Read more in the full article here.


  1. Apple doesn’t make everything for everyone… they make what they want to make. They don’t give in to general consensus… It’s this stubborn ethos that perplexes analysts and competitors. They have the highest satisfaction ratings because a majority of the people who buy their products get it.

    1. Wanted to add…

      Unlike the competition who build devices for people to buy, Apple makes products to enrich the lives of their customers. Apple sees their products as a liberation from technology – not a high tech device to geek-out over. You can see it in their ads. There’s no mention of specs – just images of people living their lives.

    2. Actually, I think only a minority of people who buy Apple products today get what Apple is about. People on this site, yes, of course. Many of us have been following Apple for decades (even through the dark years 😱).

      I have no doubt that within the next few years Apple will reach $1 trillion market cap. And down the road they could even become the first corporate superpower.

      What I worry about more is if it’s even possible for other companies to model Apple’s DNA (the almost insane passion for design around the human experience). Apple has found something so fundamental and core to designing great products it would be a shame if this trait could not be transferred. I would like to think it could. But I have my doubts.

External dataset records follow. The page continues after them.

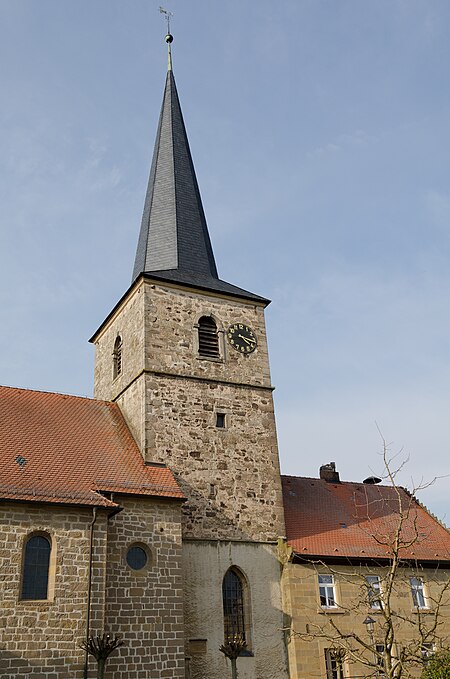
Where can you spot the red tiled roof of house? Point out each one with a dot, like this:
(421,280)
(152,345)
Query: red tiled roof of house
(68,449)
(357,520)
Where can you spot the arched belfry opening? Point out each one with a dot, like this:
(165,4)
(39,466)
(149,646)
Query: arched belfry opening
(208,338)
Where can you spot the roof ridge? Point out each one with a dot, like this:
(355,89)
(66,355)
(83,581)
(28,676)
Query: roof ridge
(58,393)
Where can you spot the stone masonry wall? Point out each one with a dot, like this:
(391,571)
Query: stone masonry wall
(145,607)
(231,475)
(303,611)
(170,396)
(205,565)
(40,639)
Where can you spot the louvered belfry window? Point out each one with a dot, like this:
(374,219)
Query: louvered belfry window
(208,339)
(233,606)
(117,357)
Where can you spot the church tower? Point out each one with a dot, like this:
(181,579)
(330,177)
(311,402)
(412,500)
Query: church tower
(184,354)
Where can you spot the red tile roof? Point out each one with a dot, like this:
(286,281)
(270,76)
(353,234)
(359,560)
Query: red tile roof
(357,520)
(68,449)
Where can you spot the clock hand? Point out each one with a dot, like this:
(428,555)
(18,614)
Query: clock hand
(246,339)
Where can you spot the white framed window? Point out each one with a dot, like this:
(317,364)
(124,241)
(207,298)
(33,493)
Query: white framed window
(334,663)
(327,591)
(374,591)
(417,593)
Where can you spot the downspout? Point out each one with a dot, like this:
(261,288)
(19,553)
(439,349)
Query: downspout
(88,611)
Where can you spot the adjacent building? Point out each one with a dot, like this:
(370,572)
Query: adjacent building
(156,511)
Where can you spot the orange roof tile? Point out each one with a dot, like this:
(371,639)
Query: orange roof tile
(357,520)
(68,449)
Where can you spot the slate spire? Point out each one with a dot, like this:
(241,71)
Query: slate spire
(174,242)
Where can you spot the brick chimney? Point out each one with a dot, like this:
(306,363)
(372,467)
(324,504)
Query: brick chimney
(328,473)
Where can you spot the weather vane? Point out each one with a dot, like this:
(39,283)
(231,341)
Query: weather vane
(167,17)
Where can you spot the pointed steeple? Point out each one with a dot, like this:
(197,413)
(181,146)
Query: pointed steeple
(174,243)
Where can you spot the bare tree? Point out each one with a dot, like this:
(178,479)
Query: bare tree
(378,635)
(232,650)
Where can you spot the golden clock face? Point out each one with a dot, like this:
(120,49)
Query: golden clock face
(242,338)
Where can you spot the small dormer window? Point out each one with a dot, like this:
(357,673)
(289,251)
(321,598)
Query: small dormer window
(117,357)
(208,338)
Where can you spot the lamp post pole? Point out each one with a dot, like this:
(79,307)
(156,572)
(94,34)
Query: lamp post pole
(369,623)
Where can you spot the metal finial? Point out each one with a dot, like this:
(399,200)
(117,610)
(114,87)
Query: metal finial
(169,36)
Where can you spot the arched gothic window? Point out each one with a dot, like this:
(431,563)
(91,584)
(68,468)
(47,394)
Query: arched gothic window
(208,339)
(36,562)
(233,606)
(117,357)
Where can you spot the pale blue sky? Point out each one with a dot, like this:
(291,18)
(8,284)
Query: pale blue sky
(320,135)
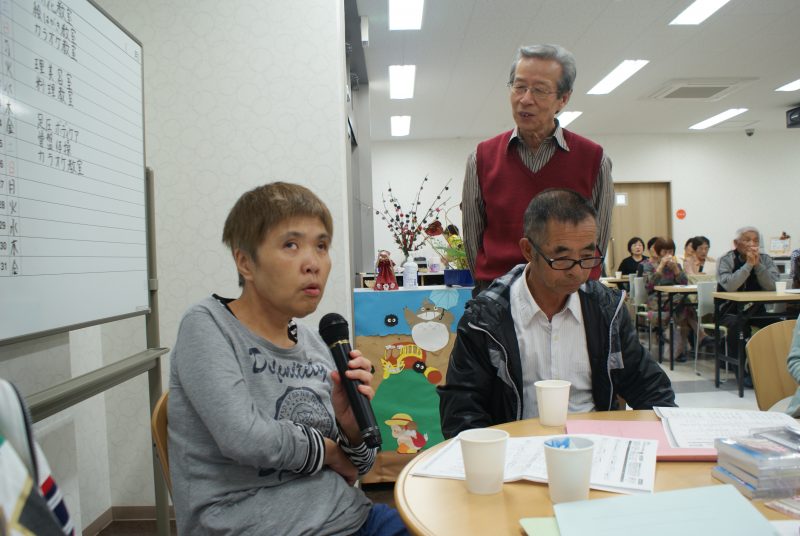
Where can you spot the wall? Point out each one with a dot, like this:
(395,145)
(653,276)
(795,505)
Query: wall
(722,180)
(236,94)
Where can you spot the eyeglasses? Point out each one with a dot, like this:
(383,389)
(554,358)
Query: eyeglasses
(537,92)
(567,264)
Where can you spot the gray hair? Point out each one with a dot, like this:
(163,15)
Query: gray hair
(555,204)
(748,229)
(549,52)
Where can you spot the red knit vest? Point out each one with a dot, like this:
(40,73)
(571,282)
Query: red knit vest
(507,187)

      1. I think your doubts are well founded. Look at big business today. First, eliminate the tobacco industry, then the existing auto industry, big pharma, oil, coal …, etc. All willing to knowingly sell products that are deadly to their customers. There is no hope as long as that mindset exists. It’s cultural, though, when a Japanese milk company delivered sour milk to a school, the president resigned in humiliation. When an American company did something similar, the president hired a lawyer to prove the kids were just a bunch of whiners, and it was the parents fault. So when American business dominance wanes, perhaps new values will emerge. Or, perhaps the Apples and Teslas will bring forth change from within.

      2. I disagree – when people see Apple’s ads and see people use Apple devices and then “test drive” them – i think they get a sense that it’s not about the product, but more about the experience, that is to say, the product disappears beneath the tool.

        I think there are many companies that are a lot like Apple, they’re just not tech companies. From the beginning, Apple’s corporate culture wasn’t anywhere near what tech culture was and or is today. Tech culture is rarely about humanity – Apple is one of the few technology companies that understands they’re here for their users, not the other way around.

  2. If Apple achieves ‘WORLD DOMINATION!’ it will be because their competitors LET them achieve it. Domination is most certainly NOT part of the Apple manifesto. I suspect that has a lot to do with why Apple is so successful. They have their eye on invention, quality, the future, the customer, collaboration and accomplishment of the insanely-great.

    If any business, or any individual, focuses on being Boss-Of-The-World, they have by definition FAILed to recognize the point of doing business. Self-destruction is the biggest enemy of such situations, as usual.